Get started with R Server cluster on Azure HDInsight
Azure HDInsight includes an R Server option to be integrated into your HDInsight cluster. This option allows R scripts to use Spark and MapReduce to run distributed computations. In this article, you learn how to create an R Server on HDInsight cluster. You then learn how to run an R script that demonstrates using Spark for distributed R computations.
- An Azure subscription: Before you begin this tutorial, you must have an Azure subscription. For more information, see Get Microsoft Azure free trial.
- A Secure Shell (SSH) client: An SSH client is used to remotely connect to the HDInsight cluster and run commands directly on the cluster.

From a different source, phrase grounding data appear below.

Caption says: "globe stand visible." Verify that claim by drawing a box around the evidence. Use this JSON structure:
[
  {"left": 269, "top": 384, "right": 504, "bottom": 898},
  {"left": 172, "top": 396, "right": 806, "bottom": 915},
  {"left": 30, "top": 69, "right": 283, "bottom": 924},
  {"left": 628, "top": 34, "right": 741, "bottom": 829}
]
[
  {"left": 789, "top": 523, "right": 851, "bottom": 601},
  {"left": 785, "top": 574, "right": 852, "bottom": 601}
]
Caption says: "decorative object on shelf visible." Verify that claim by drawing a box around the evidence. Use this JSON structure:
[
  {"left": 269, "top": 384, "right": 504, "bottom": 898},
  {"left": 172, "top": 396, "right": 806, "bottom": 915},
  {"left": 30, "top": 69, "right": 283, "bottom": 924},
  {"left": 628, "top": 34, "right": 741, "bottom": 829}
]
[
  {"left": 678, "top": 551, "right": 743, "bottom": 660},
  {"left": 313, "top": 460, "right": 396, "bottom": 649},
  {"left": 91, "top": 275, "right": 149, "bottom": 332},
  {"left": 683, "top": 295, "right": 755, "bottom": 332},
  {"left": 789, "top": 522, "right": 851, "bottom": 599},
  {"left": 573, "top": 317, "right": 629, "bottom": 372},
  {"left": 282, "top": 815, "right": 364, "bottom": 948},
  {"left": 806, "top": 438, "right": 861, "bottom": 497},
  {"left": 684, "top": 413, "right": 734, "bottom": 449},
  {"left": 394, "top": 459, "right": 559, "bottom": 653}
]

For more information, see Use SSH with HDInsight.
Create the cluster using the Azure portal
Sign in to the Azure portal.
Click Create a resource > Data + Analytics > HDInsight.
From Basics, enter the following information:
- Cluster Name: The name of the HDInsight cluster.
- Subscription: Select the subscription to use.
- Cluster login username and Cluster login password: The login when accessing the cluster over HTTPS. You use these credentials to access services such as the Ambari Web UI or REST API.
- Secure Shell (SSH) username: The login used when accessing the cluster over SSH. By default the password is the same as the cluster login password.
- Resource Group: The resource group to create the cluster in.
Location: The Azure region to create the cluster in.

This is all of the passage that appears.